The Trust is designed in part to assume the land-acquisition role government once played in redevelopment projects. Courts have made the use of eminent domain more difficult, and although Indiana law allows officials to discuss the purchase of real estate behind closed doors, action must be taken in public – scrutiny that can make it more difficult or expensive to acquire land, Redevelopment Director Greg Leatherman said. What's more, the price government must pay for a property determined by two appraisals – each of which could cost more than $3,000.
The Trust faces no such constrictions. Bandemer has been able to negotiate deals quietly, and as a not-for-profit agency some owners have been willing to sell at below-market prices in exchange for a tax deduction. The Greyhound station's appraised value, Bandemer said, is about $100,000 higher than the amount the Alliance has agreed to pay.
But even then, word can leak out. When the city's Redevelopment Commission earlier this month paid $4.29 million for the land needed for the $71 million project, some of the prices were below appraisal, but others were higher – including one that sold for more than $563,000 above appraisal, apparently because the owner got wind of the project and held out for more.

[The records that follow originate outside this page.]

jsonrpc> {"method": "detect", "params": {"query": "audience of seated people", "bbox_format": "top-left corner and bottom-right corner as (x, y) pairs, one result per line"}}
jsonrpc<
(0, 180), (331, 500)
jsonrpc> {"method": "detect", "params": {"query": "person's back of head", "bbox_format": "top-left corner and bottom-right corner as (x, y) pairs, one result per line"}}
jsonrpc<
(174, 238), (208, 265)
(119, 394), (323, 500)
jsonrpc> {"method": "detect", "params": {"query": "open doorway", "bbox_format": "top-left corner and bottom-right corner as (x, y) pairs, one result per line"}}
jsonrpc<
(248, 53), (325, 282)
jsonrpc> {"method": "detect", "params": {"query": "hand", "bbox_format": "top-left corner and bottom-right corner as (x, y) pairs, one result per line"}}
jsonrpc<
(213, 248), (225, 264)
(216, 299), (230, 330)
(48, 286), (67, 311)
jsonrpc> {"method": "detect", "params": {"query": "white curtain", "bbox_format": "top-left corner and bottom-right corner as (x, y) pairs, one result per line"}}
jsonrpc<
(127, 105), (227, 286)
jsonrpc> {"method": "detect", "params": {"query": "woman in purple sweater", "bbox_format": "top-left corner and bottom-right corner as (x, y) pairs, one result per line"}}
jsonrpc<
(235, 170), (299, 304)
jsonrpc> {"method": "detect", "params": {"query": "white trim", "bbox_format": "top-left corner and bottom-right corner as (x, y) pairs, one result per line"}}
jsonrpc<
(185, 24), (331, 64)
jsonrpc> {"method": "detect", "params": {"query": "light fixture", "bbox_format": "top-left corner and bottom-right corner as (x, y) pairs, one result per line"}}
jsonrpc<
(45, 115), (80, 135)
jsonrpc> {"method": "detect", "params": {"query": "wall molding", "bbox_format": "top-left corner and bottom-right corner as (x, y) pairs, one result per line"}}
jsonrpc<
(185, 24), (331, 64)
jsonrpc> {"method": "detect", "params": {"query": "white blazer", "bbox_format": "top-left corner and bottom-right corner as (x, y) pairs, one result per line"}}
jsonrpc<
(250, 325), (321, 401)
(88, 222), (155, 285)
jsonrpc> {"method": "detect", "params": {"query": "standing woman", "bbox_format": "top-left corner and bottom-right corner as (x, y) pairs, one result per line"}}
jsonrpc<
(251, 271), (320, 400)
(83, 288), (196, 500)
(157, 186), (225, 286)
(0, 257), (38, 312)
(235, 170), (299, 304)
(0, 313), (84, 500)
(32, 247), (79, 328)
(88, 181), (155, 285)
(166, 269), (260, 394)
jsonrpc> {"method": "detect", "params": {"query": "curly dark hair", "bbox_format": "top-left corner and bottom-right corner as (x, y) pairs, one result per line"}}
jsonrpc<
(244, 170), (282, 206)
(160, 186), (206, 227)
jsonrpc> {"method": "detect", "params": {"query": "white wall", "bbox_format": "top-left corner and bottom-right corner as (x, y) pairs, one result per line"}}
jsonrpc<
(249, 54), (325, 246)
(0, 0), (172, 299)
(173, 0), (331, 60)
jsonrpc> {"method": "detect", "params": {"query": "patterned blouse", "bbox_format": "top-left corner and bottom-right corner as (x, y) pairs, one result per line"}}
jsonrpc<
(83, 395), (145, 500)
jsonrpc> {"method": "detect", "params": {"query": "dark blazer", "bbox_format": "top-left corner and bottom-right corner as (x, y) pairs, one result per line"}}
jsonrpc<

It is precisely because the Trust can operate in relative secrecy that its actions, guidelines and motives must be as transparent and consistent as possible. When the Redevelopment Commission bought Glaze's building earlier this month for the $71 million project, for example, it paid $285,000 – $35,000 more than Glaze had paid. That was done to reimburse Glaze for expenses related to the building, Bandemer and Leatherman explained.
I'm not suggesting anything inappropriate was done, but some might question why taxpayers should pay a premium for a building Glaze ultimately chose not to develop, and will now be demolished.

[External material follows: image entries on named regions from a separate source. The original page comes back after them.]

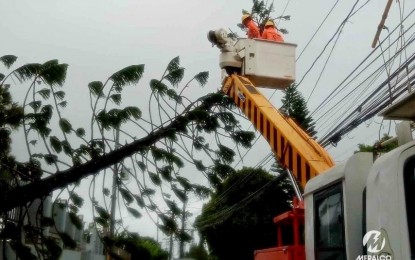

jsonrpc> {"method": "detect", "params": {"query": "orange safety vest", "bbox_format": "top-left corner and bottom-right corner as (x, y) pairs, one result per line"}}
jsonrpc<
(246, 20), (260, 39)
(261, 26), (284, 42)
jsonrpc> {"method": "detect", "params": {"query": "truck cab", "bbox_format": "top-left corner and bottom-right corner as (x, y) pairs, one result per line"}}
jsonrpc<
(304, 137), (415, 260)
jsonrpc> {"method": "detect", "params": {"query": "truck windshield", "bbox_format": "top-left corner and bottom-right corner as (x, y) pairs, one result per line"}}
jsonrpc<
(314, 183), (346, 260)
(404, 157), (415, 259)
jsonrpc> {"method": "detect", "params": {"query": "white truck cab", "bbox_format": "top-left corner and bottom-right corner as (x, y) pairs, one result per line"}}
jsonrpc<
(304, 141), (415, 260)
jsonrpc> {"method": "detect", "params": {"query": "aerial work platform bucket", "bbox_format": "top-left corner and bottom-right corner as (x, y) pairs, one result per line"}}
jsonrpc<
(220, 39), (297, 89)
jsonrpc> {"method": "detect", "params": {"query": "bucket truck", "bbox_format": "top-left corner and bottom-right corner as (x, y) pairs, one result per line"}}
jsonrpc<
(208, 29), (415, 260)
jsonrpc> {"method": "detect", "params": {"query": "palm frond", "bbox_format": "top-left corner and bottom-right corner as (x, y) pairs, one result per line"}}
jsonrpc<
(164, 68), (184, 86)
(110, 64), (144, 89)
(167, 56), (180, 72)
(88, 81), (104, 97)
(0, 55), (17, 68)
(195, 71), (209, 86)
(39, 60), (68, 86)
(12, 63), (41, 83)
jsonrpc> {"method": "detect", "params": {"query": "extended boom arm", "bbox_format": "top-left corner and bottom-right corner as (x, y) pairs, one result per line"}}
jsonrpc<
(222, 74), (334, 187)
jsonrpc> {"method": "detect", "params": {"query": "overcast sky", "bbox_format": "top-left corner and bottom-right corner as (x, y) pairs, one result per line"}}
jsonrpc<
(0, 0), (414, 252)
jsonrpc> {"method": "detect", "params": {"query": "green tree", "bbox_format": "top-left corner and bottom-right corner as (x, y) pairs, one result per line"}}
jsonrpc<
(115, 232), (169, 260)
(0, 55), (253, 259)
(195, 168), (292, 260)
(185, 245), (209, 260)
(280, 84), (317, 137)
(355, 134), (398, 154)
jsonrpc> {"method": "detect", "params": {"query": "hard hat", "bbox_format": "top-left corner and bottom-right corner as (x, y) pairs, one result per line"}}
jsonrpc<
(241, 14), (251, 23)
(265, 20), (275, 27)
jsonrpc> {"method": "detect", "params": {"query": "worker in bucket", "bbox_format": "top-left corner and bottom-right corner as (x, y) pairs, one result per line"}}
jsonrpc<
(242, 14), (260, 39)
(261, 20), (284, 42)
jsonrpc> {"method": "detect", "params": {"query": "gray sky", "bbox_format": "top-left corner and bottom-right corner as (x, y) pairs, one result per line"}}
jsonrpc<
(0, 0), (415, 252)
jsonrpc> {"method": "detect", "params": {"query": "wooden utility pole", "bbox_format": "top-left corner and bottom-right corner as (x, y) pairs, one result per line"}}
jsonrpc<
(372, 0), (392, 48)
(179, 190), (187, 258)
(107, 127), (120, 259)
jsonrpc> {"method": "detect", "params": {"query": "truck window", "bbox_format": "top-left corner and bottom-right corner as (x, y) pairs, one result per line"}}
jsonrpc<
(404, 157), (415, 259)
(314, 183), (346, 260)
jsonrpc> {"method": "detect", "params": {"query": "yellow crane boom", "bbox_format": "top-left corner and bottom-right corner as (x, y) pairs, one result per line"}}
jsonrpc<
(222, 74), (334, 187)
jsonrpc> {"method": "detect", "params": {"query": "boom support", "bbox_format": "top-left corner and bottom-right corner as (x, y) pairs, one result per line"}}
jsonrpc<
(222, 74), (334, 187)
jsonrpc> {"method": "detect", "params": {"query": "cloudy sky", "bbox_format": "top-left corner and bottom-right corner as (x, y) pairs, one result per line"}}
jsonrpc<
(0, 0), (415, 252)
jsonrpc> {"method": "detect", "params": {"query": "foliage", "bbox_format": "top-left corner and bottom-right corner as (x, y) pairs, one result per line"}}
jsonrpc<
(185, 245), (210, 260)
(115, 232), (169, 260)
(0, 55), (254, 258)
(195, 168), (293, 260)
(280, 84), (317, 137)
(355, 134), (398, 154)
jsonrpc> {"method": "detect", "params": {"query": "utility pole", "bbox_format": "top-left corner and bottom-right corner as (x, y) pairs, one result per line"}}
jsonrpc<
(109, 127), (120, 259)
(179, 190), (187, 258)
(372, 0), (392, 48)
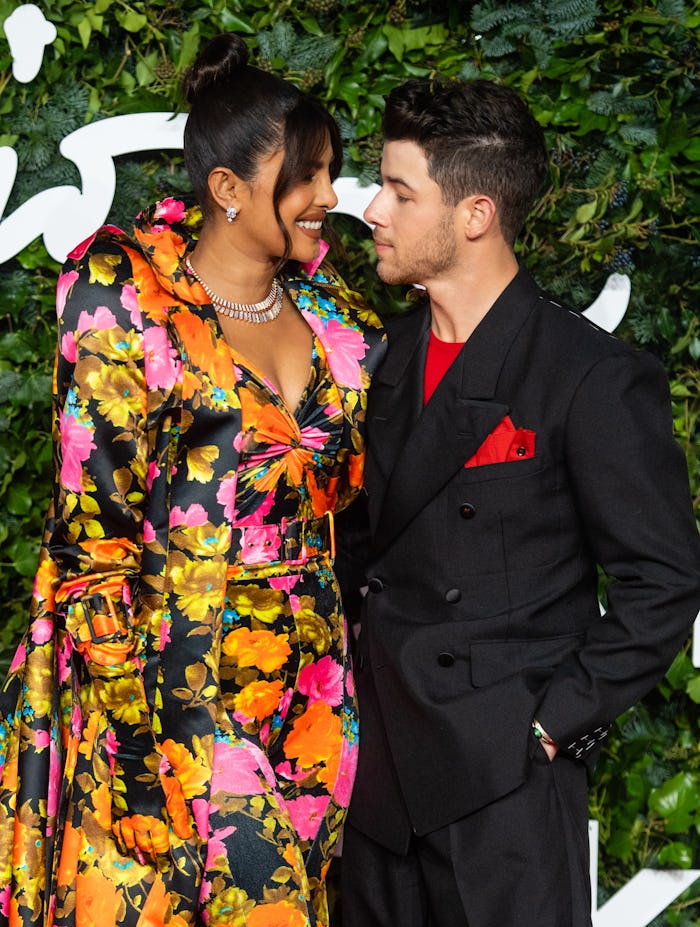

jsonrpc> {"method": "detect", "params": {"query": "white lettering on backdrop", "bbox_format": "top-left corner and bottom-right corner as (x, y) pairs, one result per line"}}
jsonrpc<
(0, 3), (700, 927)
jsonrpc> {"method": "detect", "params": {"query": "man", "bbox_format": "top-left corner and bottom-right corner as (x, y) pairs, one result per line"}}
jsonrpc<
(341, 80), (700, 927)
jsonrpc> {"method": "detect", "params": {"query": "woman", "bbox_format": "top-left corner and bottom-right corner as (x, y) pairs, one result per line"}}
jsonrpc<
(0, 35), (383, 927)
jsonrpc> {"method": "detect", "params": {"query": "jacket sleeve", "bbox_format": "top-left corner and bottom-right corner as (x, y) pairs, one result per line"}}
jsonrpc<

Control of property is key for any development, and the Greyhound station is across the street from a large warehouse that is for sale. Bandemer said the Trust's ownership of the depot could boost efforts to develop the larger building, and if the right buyer is found, Bandemer said, the Trust may be willing to sell the station for what it paid, or even less. In the end, Leatherman said, that's how the Trust should be judged: Does its involvement create jobs, attract investment or increase the tax base?
A more meaningful yardstick might be: Did the Trust's involvement produce a better result than would have been achieved by the private sector alone? But how is “better” defined, and by whom?
The organization has already accomplished much, and has great potential. But to keep the "trust" of the community it represents as it expands its scope, the community should be invited to help answer that question.